Army soldiers Weathers, Sgt. Joshua Heath and husband-and-wife Mark and Carol Evans are recovering from various injuries at Walter Reed National Military Medical Center. During The American Legion National Convention, underway in Baltimore, they learned about VA benefits, received information about careers, and enjoyed experiences like a behind-the-scenes tour at the National Aquarium and the preseason football game between the Baltimore Ravens and Washington Redskins.

“We enjoyed talking with them and networking with them, knowing that these programs are out there and learning the information,” Weathers said. “We are all really grateful. It was really fantastic.
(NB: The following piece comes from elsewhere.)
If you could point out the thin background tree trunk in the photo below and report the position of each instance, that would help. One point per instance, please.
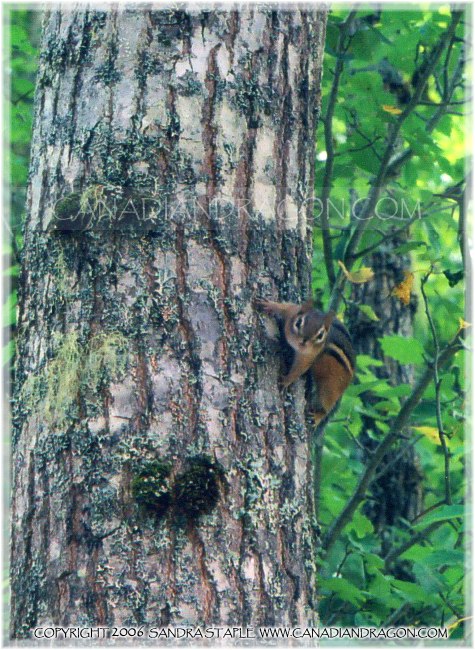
(135, 348)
It was a great opportunity to learn about VA benefits from the people who were there. It’s a very unique opportunity.”

The trip to Baltimore will have an impact even after the soldiers return to Walter Reed.
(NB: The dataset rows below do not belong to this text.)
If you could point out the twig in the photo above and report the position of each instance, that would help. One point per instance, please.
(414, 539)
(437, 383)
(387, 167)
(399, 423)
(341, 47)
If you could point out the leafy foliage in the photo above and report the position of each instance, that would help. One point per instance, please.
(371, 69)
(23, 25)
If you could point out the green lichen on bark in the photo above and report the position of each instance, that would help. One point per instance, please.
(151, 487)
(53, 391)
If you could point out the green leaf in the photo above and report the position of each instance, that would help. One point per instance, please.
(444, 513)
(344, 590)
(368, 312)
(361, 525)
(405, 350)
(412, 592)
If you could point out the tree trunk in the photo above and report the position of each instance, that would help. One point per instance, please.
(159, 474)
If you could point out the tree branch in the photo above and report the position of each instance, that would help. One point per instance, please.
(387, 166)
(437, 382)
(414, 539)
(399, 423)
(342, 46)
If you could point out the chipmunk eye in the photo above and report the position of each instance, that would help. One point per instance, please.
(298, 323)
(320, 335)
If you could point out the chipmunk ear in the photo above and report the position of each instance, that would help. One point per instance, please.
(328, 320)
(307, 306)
“This is an opportunity to get away and not be so intimately focused on the rehab and recovery part,” Weathers said. “This helps our resiliency. The resiliency helps our ability to handle the mental aspect of things as much as the physical part. For me, attending the events, having fun and getting the knowledge and enjoying the camaraderie, and meeting new people, has been great for the mental resilience in our recovery.”

Heath, who was on bedrest for four months while he recovered from back surgery, is thankful for this weekend’s experience. “Unless you’ve been through it, you never understand what it means that people will come help out and take us to Baltimore for a weekend,” he said. “It’s amazing. Now, we have friends and information that will be with us for the rest of our lives.”

The social aspect is important to the Evanses.

“We’re both hermit crabs,” said Carol, who met Mark while they were stationed in Germany. “It does help to go out and meet new people and see different places. We had never been to Baltimore. It opens everything up.”

The weekend activities opened up Carol’s eyes to the Legion.

“The American Legion – I had no idea they did so much for veterans,” she said. “I knew about them, but I didn’t know what they did. It gives me the opportunity to go back and get my BA in my field. For the donors, they are the ones who made this possible. So, thank you. I’m grateful.”

The Baltimore trip was paid for by OCW, which is funded through donations to the program. OCW also provides equipment for adaptive sports therapy programs, clothing and toiletries for homeless veterans, and other items that assist wounded service personnel and veterans.

“The donations, which make it possible for OCW, is truly a blessing,” said Weathers, who added that he intends to join the Legion when he returns home to Tennessee. “It’s very humbling for me. It is impossible to be able to describe in words how grateful I am. It’s truly a blessing.”